I confess that Lo’s response to the letter from 34 academics, experts and writers gave me feelings of deja vu.
Deja vu is a French term for the experience of reliving something, or a compelling sense of familiarity with events in the past. I had several such feelings as I read the response.
Instead of speaking about the issues raised in the letter, Lo’s denial rested on his claim that “the Republic of China is a nation based on the rule of law.”
What is at issue is not that the Republic of China has laws, but how those laws are being used for political ends. The first feeling of deja vu took me back to statements of former Alabama governor George Wallace during the US civil rights movement when he tried to defend the practice of racial segregation by claiming that the state was “based on the rule of law,” as if that somehow justified its manipulation of the law to perpetuate segregation.
These were also the words government officials used in response to criticism of monumental human rights abuses during the White Terror era.
My second feeling of deja vu came when I read how the Presidential Office attempted to discredit the signatories of the letter, rather than engage them in serious conversation. I was taken back in time to the defenders of US racial segregation who criticized their critics by claiming that “the trouble is being caused by outside agitators.”
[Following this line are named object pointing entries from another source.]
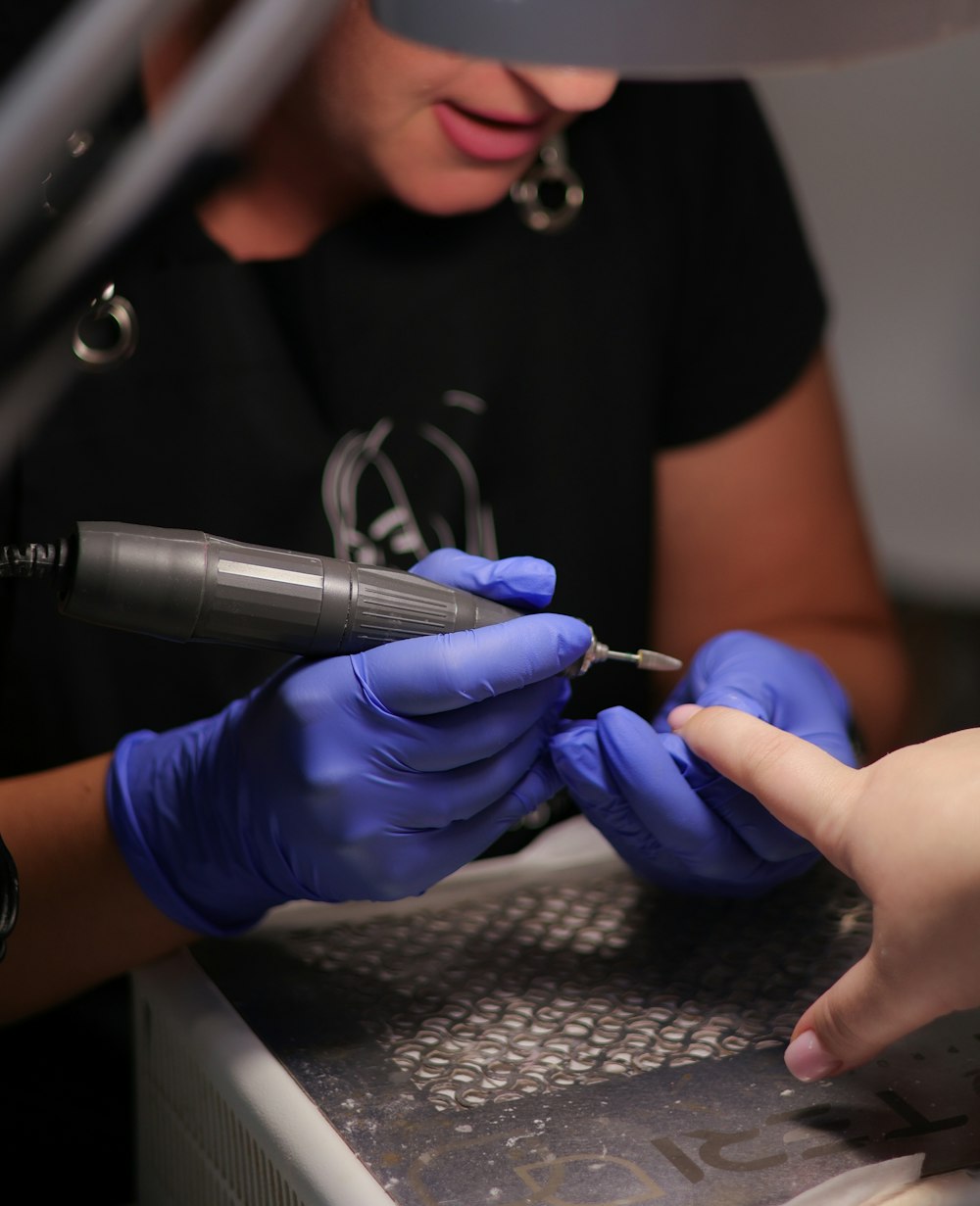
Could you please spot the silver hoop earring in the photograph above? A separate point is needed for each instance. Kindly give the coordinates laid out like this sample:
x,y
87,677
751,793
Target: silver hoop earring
x,y
551,194
108,332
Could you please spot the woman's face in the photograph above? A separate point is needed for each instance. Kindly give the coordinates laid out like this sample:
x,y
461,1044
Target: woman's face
x,y
442,133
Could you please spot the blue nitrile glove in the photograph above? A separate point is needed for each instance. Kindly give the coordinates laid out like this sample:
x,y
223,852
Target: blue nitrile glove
x,y
355,778
671,817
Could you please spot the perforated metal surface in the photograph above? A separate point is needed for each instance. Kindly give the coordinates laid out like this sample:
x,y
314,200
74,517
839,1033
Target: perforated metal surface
x,y
584,1039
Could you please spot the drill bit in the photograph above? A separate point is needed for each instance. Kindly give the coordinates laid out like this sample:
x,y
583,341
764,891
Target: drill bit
x,y
644,658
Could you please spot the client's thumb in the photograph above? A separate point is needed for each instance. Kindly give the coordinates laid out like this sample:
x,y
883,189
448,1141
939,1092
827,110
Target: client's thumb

That seems to be the case now with the government’s response to the 34 signatories. I look over that list and I see the names of those who have been Taiwan’s friends for years, who are not ignorant of the country’s history and politics, who have lived for many years in Taiwan, who are Taiwanese and those who are deeply committed to democracy.
Late in life, Wallace said he was sorry for the way he had disregarded blacks and even sought forgiveness from some civil rights leaders.
In 2003, my first trip back to Taiwan since being deported in 1971 for what were termed illegal activities, I appeared on a panel discussing life in Taiwan in the time of the White Terror. After the discussion, a young Chinese Nationalist Party (KMT) official came up to me and assured me that “we are not the same KMT we were when you lived in Taiwan.”
I replied: “I hope not.”
However, after the government’s response to the 34 signatories, I still have these feelings of deja vu.
Milo Thornberry is a former missionary professor and the author of a memoir about his days in Taiwan titled Fireproof Moth: A Missionary in Taiwan’s White Terror.